Sethia Gautam C, Sen Abhijit, Johnston George L
Institute for Plasma Research, Bhat, Gandhinagar 382 428, India and Max-Planck-Institute for Physics of Complex Systems, 01187 Dresden, Germany.
Phys Rev E Stat Nonlin Soft Matter Phys. 2013 Oct;88(4):042917. doi: 10.1103/PhysRevE.88.042917. Epub 2013 Oct 21.

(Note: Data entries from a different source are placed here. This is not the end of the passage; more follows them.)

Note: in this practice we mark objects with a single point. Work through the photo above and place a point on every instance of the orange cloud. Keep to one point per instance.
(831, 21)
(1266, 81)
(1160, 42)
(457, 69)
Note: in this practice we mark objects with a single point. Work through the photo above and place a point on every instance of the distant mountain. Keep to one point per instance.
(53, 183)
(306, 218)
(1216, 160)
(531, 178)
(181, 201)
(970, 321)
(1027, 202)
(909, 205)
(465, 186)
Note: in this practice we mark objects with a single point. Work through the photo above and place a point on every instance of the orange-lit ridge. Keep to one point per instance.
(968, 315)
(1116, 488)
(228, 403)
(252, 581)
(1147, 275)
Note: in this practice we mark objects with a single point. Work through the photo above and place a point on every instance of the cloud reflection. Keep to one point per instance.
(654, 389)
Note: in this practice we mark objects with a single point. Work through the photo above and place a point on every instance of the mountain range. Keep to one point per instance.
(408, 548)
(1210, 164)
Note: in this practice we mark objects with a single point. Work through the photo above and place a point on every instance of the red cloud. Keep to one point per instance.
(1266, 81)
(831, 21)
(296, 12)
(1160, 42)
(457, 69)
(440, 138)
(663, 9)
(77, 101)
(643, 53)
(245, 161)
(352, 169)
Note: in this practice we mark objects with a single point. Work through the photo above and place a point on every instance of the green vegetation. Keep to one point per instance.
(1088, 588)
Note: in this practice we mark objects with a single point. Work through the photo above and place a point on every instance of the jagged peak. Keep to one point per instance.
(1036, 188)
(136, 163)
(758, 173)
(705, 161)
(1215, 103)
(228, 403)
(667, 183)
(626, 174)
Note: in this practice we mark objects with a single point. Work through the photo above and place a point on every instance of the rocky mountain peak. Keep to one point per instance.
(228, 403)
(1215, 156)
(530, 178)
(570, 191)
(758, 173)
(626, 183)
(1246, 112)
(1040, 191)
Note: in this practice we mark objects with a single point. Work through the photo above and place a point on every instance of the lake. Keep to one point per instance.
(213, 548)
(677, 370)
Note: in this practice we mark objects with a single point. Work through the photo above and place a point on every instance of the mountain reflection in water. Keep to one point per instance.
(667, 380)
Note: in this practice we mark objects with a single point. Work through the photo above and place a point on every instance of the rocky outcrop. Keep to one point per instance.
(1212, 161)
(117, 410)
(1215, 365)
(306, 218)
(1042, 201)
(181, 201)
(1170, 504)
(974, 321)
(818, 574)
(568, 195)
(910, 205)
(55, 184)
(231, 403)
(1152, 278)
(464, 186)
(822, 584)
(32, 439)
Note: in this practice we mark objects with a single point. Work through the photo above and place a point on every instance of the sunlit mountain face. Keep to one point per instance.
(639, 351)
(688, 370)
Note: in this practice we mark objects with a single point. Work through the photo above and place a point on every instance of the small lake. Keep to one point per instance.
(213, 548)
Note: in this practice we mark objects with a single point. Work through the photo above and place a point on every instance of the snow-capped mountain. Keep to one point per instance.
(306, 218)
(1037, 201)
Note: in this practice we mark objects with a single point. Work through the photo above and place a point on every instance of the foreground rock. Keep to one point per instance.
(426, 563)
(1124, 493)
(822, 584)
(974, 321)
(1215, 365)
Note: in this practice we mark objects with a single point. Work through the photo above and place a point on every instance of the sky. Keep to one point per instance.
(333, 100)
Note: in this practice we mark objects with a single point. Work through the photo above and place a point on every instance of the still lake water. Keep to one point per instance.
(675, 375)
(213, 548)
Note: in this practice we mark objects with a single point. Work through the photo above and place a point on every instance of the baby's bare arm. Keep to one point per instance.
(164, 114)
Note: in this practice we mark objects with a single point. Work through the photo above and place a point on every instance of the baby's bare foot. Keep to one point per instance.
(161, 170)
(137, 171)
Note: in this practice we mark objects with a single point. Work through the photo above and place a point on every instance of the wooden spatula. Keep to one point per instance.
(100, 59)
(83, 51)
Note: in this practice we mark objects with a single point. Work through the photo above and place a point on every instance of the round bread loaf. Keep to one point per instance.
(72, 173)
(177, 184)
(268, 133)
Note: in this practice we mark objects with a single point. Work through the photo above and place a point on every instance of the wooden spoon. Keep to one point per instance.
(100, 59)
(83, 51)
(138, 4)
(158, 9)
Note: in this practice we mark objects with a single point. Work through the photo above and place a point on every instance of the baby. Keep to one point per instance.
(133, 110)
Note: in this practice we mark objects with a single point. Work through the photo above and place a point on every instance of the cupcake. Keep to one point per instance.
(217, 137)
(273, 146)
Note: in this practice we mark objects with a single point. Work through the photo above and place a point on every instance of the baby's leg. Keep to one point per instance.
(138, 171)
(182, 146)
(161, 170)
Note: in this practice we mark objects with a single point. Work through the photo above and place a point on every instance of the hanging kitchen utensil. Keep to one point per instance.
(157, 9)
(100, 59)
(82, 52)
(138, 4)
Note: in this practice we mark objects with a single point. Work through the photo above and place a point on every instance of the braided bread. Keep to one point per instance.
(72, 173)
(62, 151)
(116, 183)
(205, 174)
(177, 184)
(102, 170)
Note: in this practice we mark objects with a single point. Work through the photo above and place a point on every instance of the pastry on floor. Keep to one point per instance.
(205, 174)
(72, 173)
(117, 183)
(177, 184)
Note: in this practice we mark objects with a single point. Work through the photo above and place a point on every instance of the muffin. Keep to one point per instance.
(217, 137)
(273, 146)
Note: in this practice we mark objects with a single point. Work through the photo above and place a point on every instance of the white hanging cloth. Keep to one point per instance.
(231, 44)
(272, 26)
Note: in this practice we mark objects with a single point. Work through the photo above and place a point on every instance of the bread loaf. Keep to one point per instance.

We investigate the possibility of obtaining chimera state solutions of the nonlocal complex Ginzburg-Landau equation (NLCGLE) in the strong coupling limit when it is important to retain amplitude variations. Our numerical studies reveal the existence of a variety of amplitude-mediated chimera states (including stationary and nonstationary two-cluster chimera states) that display intermittent emergence and decay of amplitude dips in their phase incoherent regions. The existence regions of the single-cluster chimera state and both types of two-cluster chimera states are mapped numerically in the parameter space of C(1) and C(2), the linear and nonlinear dispersion coefficients, respectively, of the NLCGLE. They represent a new domain of dynamical behavior in the well-explored rich phase diagram of this system. The amplitude-mediated chimera states may find useful applications in understanding spatiotemporal patterns found in fluid flow experiments and other strongly coupled systems.
我们研究了在强耦合极限下,当保留振幅变化很重要时,获得非局部复金兹堡-朗道方程(NLCGLE)的奇异态解的可能性。我们的数值研究揭示了多种振幅介导的奇异态(包括静态和非静态双簇奇异态)的存在,这些奇异态在其相位非相干区域表现出振幅凹陷的间歇性出现和衰减。在NLCGLE的线性和非线性色散系数C(1)和C(2)的参数空间中,通过数值方法绘制了单簇奇异态和两种双簇奇异态的存在区域。它们代表了该系统已充分探索的丰富相图中的一个新的动力学行为领域。振幅介导的奇异态可能在理解流体流动实验和其他强耦合系统中发现的时空模式方面找到有用的应用。